Zeitlich gesehen, folgt man dem Produktionszyklus von Apple, wäre es eigentlich noch im März an der Zeit, ein Update für den iMac herauszubringen. Aber was dürfen wir uns eigentlich von der nächsten Generation erwarten?

Eine Generalüberholung ist nicht zu erwarten. Die findet bei Apple etwa alle 27 Monate statt und war das letzte Mal im Juli 2010 der Fall. Kleinere Updates kommen ca. alle 7 bis 8 Monaten heraus. Ein solches wäre also jetzt an der Reihe. Wo wird es dann wahrscheinlich Veränderungen geben?

Ziemlich sicher wird Thunderbolt auch bei den iMac eingeführt werden. Alles Andere wäre unlogisch. Auch die Erneuerung der CPU, also der Umstieg auf die Sandy Bridge Plattform, scheint sicher zu sein.
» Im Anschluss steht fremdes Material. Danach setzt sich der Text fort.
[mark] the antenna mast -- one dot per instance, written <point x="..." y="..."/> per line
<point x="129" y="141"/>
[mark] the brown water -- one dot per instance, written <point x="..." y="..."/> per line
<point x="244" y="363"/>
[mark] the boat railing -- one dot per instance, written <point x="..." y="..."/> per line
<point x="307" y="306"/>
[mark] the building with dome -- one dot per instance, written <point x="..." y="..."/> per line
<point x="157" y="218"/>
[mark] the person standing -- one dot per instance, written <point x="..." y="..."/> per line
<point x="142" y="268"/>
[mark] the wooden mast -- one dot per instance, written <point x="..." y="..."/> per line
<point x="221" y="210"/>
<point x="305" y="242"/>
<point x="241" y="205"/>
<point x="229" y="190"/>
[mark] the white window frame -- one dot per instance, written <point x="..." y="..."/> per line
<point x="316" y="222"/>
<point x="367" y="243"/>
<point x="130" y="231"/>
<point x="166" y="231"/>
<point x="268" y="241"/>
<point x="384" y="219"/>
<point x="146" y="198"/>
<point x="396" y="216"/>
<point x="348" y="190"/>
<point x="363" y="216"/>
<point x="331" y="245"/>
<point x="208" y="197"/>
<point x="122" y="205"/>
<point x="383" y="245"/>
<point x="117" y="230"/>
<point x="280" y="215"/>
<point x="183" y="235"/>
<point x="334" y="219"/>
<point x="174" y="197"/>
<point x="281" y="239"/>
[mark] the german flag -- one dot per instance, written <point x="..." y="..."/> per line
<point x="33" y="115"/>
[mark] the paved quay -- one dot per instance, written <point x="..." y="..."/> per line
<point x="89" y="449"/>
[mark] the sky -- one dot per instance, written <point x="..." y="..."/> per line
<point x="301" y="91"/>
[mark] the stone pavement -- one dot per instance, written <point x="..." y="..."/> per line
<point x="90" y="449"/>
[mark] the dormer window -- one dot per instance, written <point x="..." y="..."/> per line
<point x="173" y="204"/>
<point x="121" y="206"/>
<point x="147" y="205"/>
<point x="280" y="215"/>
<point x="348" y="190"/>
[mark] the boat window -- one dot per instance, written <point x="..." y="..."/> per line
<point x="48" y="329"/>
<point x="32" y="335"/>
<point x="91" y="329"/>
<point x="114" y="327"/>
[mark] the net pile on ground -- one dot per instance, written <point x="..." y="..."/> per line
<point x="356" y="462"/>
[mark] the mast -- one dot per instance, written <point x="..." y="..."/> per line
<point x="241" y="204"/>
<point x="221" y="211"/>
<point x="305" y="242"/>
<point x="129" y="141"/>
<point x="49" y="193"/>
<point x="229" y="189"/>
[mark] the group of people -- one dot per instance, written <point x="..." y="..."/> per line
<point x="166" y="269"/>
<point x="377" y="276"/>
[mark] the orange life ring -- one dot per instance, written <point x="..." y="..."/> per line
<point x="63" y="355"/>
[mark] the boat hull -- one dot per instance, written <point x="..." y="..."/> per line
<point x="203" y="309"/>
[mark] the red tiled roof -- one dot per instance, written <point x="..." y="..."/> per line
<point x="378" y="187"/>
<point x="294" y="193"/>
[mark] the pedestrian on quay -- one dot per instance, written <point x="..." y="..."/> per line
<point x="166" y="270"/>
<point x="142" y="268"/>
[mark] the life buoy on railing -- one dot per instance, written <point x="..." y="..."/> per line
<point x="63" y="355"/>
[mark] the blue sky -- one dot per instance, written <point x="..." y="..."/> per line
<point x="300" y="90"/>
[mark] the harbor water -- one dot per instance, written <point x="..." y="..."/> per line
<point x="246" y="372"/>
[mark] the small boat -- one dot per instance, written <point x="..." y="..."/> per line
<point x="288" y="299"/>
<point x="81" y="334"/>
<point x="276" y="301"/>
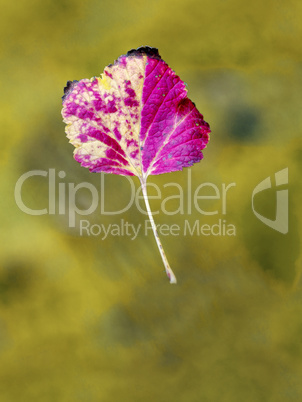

Als durchaus möglich gilt, dass die Grundausstattung beim Arbeitsspeicher bei den Basisversionen aller Modelle auf 8 GB erhöht wird. Auch der ATI-Grafikkarte würde eine Aktualisierung gut tun und wird ziemlich sicher kommen. Wie es im Bereich der Datenträger aussieht ist eher unsicher. Dass die Grund-Kapazität der Festplatten erhöht werden wird ist wahrscheinlich, ob aber auch in allen Modellen (und nicht nur für die 27-Zoll-Modelle als Ergänzung) SSD-Laufwerke angeboten werden ist unklar.

Zu guter Letzt sind auch neue Display-Größen denkbar. Schon vor Monaten wurde darüber spekuliert, ob nicht wieder eine 24-Zoll bzw. eine 30-Zoll-Variante eingeführt werden wird. Es gibt also einiges, worauf wir uns freuen dürfen!